Review code for information disclosure vulnerabilities
Review code for information disclosure vulnerabilities
Microsoft docsDescription
Disclosing exception information gives attackers insight into the internals of your application, which can help attackers find other vulnerabilities to exploit.
This rule attempts to find an exception message, stack trace, or string representation being output to an HTTP response. This rule can't track data across assemblies. For example, if one assembly catches an exception and then passes it to another assembly that outputs the exception, this rule won't produce a warning. There is a configurable limit to how deep this rule will analyze data flow across method calls. For information about how to configure the limit in an EditorConfig file, see Analyzer Configuration.
Cause
An exception's message, stack trace, or string representation reaches web output.

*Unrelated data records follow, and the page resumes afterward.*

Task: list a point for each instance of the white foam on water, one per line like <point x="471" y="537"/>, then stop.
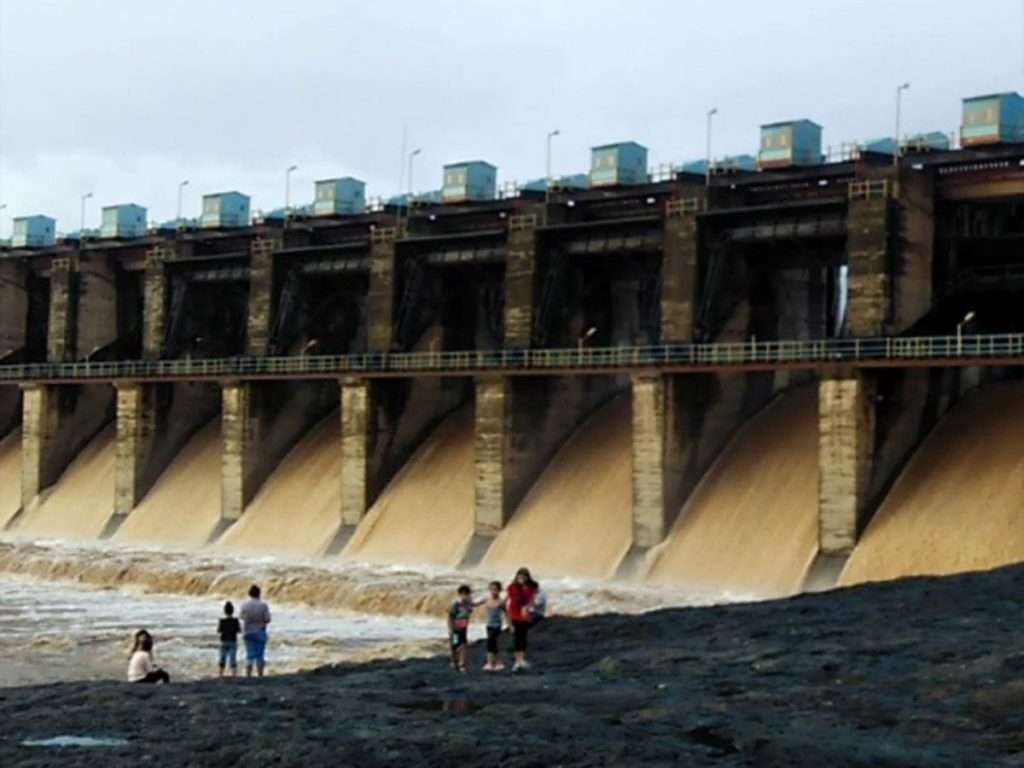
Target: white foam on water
<point x="65" y="741"/>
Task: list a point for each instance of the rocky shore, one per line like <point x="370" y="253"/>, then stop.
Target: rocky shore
<point x="918" y="673"/>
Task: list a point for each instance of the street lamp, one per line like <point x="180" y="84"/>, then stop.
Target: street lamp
<point x="409" y="199"/>
<point x="288" y="188"/>
<point x="899" y="103"/>
<point x="960" y="331"/>
<point x="181" y="188"/>
<point x="547" y="173"/>
<point x="585" y="337"/>
<point x="81" y="229"/>
<point x="711" y="113"/>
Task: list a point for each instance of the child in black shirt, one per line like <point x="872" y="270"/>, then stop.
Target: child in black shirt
<point x="228" y="629"/>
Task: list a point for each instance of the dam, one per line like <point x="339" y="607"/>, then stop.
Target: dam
<point x="744" y="378"/>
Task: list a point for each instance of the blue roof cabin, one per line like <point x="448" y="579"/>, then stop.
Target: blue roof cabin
<point x="34" y="231"/>
<point x="224" y="210"/>
<point x="793" y="142"/>
<point x="994" y="119"/>
<point x="123" y="221"/>
<point x="469" y="181"/>
<point x="624" y="163"/>
<point x="345" y="196"/>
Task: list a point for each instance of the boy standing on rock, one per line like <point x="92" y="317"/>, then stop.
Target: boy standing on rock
<point x="458" y="625"/>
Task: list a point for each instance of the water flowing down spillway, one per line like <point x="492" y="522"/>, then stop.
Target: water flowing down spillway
<point x="10" y="476"/>
<point x="81" y="503"/>
<point x="297" y="511"/>
<point x="751" y="526"/>
<point x="577" y="520"/>
<point x="182" y="509"/>
<point x="958" y="505"/>
<point x="426" y="513"/>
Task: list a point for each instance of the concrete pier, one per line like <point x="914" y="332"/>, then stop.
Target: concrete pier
<point x="520" y="281"/>
<point x="657" y="458"/>
<point x="155" y="288"/>
<point x="261" y="295"/>
<point x="381" y="294"/>
<point x="680" y="268"/>
<point x="846" y="444"/>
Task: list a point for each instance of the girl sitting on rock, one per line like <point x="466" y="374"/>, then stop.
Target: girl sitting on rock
<point x="141" y="668"/>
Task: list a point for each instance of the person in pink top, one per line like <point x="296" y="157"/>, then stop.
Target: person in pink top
<point x="520" y="601"/>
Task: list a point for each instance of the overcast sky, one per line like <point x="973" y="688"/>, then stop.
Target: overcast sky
<point x="125" y="99"/>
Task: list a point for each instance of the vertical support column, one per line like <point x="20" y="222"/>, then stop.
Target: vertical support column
<point x="381" y="294"/>
<point x="520" y="282"/>
<point x="680" y="269"/>
<point x="356" y="449"/>
<point x="13" y="306"/>
<point x="657" y="457"/>
<point x="237" y="433"/>
<point x="869" y="306"/>
<point x="846" y="442"/>
<point x="155" y="302"/>
<point x="40" y="419"/>
<point x="489" y="450"/>
<point x="136" y="428"/>
<point x="64" y="295"/>
<point x="260" y="295"/>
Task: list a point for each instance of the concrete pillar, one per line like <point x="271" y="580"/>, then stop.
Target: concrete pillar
<point x="96" y="305"/>
<point x="489" y="452"/>
<point x="846" y="445"/>
<point x="520" y="281"/>
<point x="657" y="458"/>
<point x="64" y="295"/>
<point x="237" y="433"/>
<point x="13" y="306"/>
<point x="867" y="243"/>
<point x="680" y="269"/>
<point x="136" y="424"/>
<point x="155" y="302"/>
<point x="357" y="434"/>
<point x="40" y="420"/>
<point x="260" y="320"/>
<point x="381" y="294"/>
<point x="912" y="288"/>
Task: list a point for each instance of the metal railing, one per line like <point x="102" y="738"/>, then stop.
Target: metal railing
<point x="884" y="351"/>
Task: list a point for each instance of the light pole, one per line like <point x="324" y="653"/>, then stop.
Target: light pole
<point x="960" y="332"/>
<point x="711" y="113"/>
<point x="181" y="188"/>
<point x="409" y="200"/>
<point x="288" y="188"/>
<point x="899" y="103"/>
<point x="547" y="172"/>
<point x="81" y="229"/>
<point x="585" y="337"/>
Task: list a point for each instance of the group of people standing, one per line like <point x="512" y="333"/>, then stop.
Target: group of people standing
<point x="523" y="605"/>
<point x="254" y="615"/>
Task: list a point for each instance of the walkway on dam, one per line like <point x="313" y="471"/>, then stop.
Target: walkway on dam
<point x="923" y="351"/>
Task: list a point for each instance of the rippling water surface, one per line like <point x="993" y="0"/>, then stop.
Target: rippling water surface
<point x="68" y="611"/>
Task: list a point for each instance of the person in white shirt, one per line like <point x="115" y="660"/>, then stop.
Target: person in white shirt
<point x="141" y="668"/>
<point x="255" y="615"/>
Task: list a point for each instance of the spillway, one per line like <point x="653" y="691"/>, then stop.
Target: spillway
<point x="751" y="525"/>
<point x="576" y="521"/>
<point x="10" y="476"/>
<point x="426" y="513"/>
<point x="183" y="508"/>
<point x="81" y="503"/>
<point x="957" y="505"/>
<point x="297" y="510"/>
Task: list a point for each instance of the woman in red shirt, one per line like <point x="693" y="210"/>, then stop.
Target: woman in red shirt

By default, this rule analyzes the entire codebase, but this is configurable.
How to fix violations
Don't output exception information to HTTP responses. Instead, provide a generic error message. For more information, see OWASP's Improper Error Handling page.
Example
using System;
public partial class WebForm : System.Web.UI.Page
{
protected void Page_Load(object sender, EventArgs eventArgs)
{
try
{
object o = null;
o.ToString();
}
catch (Exception e)
{
this.Response.Write(e.ToString());
}
}
}
using System;
public partial class WebForm : System.Web.UI.Page
{
protected void Page_Load(object sender, EventArgs eventArgs)
{
try
{
object o = null;
o.ToString();
}
catch (Exception e)
{
this.Response.Write("An error occurred. Please try again later.");
}
}
}When to suppress
If you know your web output is within your application's trust boundary and never exposed outside, it's okay to suppress this warning. This is rare. Take into consideration that your application's trust boundary and data flows may change over time.